Corriere del Mezzogiorno (Puglia)
SOLUZIONI NETTE E STOP AI PASTICCI
La vicenda del siderurgico tarantino può essere letta in mille chiavi, ma resta comunque il segno di una crisi di fondo, innanzitutto per il Mezzogiorno, e più in generale per il Paese. Non è una crisi catastrofica, cioè senza uscite, a condizione, però, che se ne comprenda il peso, di pressante impulso al cambiamento. In questo senso, solleva dubbi l’ipotesi, peraltro sempre più velleitaria dopo l’apertura della guerra legale fra le parti, di un accordo con Mittal per ridurre il numero di dipendenti a fronte di un maggiore impegno dello Stato, con la Cassa integrazione guadagni e altre misure, fino alla riduzione del canone di affitto della fabbrica. In tal caso, torneremmo al vecchio metodo di scaricare le perdite sull’economia pubblica, già di fiato corto. Se le ragioni del mercato mettono in scacco le risorse della politica, nazionale e locale, il cambiamento è rinviato; fino a quando? Ovvero, quanto può durare il logoro sistema del “pronto soccorso”?
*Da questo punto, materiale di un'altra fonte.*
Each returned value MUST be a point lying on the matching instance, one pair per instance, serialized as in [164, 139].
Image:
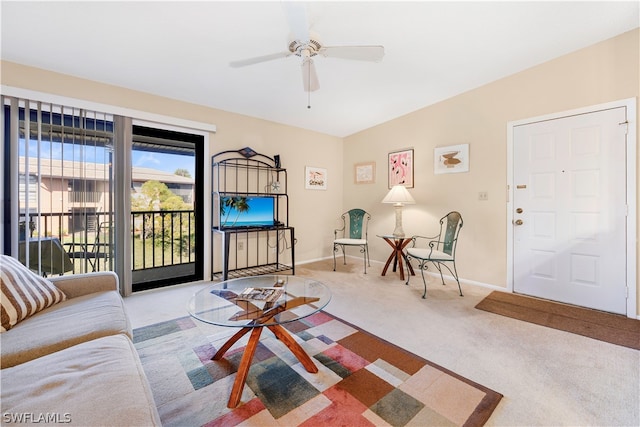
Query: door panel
[569, 177]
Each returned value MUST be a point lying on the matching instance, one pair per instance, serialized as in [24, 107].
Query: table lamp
[399, 196]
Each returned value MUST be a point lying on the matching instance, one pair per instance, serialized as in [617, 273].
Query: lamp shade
[399, 195]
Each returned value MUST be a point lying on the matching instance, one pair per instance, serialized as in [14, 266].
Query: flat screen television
[239, 212]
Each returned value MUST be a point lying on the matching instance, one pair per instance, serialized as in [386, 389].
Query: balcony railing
[158, 238]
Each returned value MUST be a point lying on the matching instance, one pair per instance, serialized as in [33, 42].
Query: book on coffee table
[261, 294]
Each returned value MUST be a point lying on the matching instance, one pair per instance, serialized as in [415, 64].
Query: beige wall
[605, 72]
[312, 213]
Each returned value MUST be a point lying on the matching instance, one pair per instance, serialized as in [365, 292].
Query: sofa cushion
[97, 383]
[64, 325]
[24, 293]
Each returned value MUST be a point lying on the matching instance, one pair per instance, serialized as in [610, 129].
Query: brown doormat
[611, 328]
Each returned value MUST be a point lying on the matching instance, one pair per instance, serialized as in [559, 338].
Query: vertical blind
[57, 185]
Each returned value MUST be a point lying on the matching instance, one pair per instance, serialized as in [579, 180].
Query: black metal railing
[158, 238]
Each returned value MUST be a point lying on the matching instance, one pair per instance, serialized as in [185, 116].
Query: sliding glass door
[63, 210]
[57, 186]
[166, 207]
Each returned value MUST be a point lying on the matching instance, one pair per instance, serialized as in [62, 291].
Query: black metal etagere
[250, 250]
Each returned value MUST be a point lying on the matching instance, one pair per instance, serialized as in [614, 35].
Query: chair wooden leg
[335, 249]
[424, 295]
[364, 250]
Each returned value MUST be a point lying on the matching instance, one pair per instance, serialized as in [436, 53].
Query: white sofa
[74, 363]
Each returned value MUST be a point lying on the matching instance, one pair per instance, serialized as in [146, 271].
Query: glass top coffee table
[252, 303]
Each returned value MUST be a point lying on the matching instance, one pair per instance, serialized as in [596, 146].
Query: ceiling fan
[307, 46]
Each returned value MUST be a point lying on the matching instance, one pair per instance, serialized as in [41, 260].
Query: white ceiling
[181, 50]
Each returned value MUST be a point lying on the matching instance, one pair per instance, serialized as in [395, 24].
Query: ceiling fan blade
[358, 53]
[258, 59]
[297, 18]
[309, 76]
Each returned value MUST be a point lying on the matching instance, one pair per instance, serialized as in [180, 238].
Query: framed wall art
[451, 159]
[315, 178]
[401, 168]
[364, 173]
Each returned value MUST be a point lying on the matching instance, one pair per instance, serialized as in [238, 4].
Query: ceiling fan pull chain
[309, 91]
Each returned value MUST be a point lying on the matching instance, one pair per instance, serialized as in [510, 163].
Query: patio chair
[93, 252]
[440, 250]
[353, 233]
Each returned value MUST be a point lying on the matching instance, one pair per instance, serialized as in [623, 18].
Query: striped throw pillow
[24, 293]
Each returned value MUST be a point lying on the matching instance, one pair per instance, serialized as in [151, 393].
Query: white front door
[569, 210]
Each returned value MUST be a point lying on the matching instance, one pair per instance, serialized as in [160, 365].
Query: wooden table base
[397, 256]
[245, 363]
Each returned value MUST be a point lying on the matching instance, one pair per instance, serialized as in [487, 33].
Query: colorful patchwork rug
[362, 379]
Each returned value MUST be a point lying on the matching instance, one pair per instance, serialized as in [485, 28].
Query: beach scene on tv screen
[246, 211]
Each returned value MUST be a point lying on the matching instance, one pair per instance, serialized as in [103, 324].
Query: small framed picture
[364, 173]
[315, 178]
[451, 159]
[401, 168]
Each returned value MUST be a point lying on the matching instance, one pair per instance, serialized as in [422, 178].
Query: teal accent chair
[353, 233]
[439, 250]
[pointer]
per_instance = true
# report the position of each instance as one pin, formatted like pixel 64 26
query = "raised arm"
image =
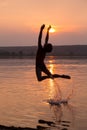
pixel 40 35
pixel 47 36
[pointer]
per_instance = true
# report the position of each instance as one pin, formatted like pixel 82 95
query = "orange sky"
pixel 20 21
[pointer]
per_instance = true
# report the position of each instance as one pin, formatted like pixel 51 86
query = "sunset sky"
pixel 20 21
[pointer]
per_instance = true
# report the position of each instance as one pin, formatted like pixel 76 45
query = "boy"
pixel 40 56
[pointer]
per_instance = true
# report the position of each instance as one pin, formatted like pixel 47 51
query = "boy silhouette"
pixel 40 56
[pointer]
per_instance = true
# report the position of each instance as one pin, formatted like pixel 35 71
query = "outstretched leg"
pixel 61 76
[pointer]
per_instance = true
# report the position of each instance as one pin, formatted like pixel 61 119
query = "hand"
pixel 49 27
pixel 51 76
pixel 43 26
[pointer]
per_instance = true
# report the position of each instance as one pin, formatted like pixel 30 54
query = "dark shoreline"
pixel 2 127
pixel 68 51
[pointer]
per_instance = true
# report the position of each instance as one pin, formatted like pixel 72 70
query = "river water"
pixel 23 98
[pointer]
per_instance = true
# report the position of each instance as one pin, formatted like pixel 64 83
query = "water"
pixel 23 98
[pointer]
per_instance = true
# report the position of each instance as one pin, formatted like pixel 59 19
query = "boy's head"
pixel 48 47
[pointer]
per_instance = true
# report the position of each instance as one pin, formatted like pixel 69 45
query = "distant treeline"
pixel 27 51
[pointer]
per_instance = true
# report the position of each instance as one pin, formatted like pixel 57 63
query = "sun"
pixel 52 30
Potrà durare ben poco, perché l’alternativa lavoro/salute non basta a decidere, e perché lo schema della grande industria divoratrice non regge più.
È invece urgente intraprendere, senza rinvii a lungo termine, una delle due strade che oggi si aprono, entrambe bisognose di investimenti mai sufficienti, se non sono impiegati con rigorosa coerenza agli scopi. Una strada potrebbe essere la conservazione dell’ex Ilva, ma trasformata in un’azienda di avanguardia per tecnologie e per valorizzazione dell’ambiente, a cominciare dall’eliminazione del carbone, magari guardando al non lontano gas che sta per raggiungere tutto il Salento. L’altra soluzione possibile, anch’essa nella prospettiva dello sviluppo, è quella di un adeguato impegno di capitali, anche stranieri, per fermare la ferriera, e trasformare la destinazione dei suoi edifici ancora validi, e di tutto il territorio, liberato dalle polveri e dalla lunga traccia delle malattie mortali.
E il lavoro? La trasformazione in ogni caso è occasione di nuovo lavoro, e nell’imminenza del voto alla Regione del prossimo anno, la Puglia potrebbe interrogarsi e porre le premesse del cambiamento, invece che indugiare ancora su nomi e giochi senza grandi programmi.
L’occasione è preziosa per superare l’eterno pregiudizio dell’utopia, che comunque è un’istanza critica, e per lacerare il velo consunto di una classe politica ancora incerta di fronte alla sfida di crescere, al passo con i problemi della propria terra.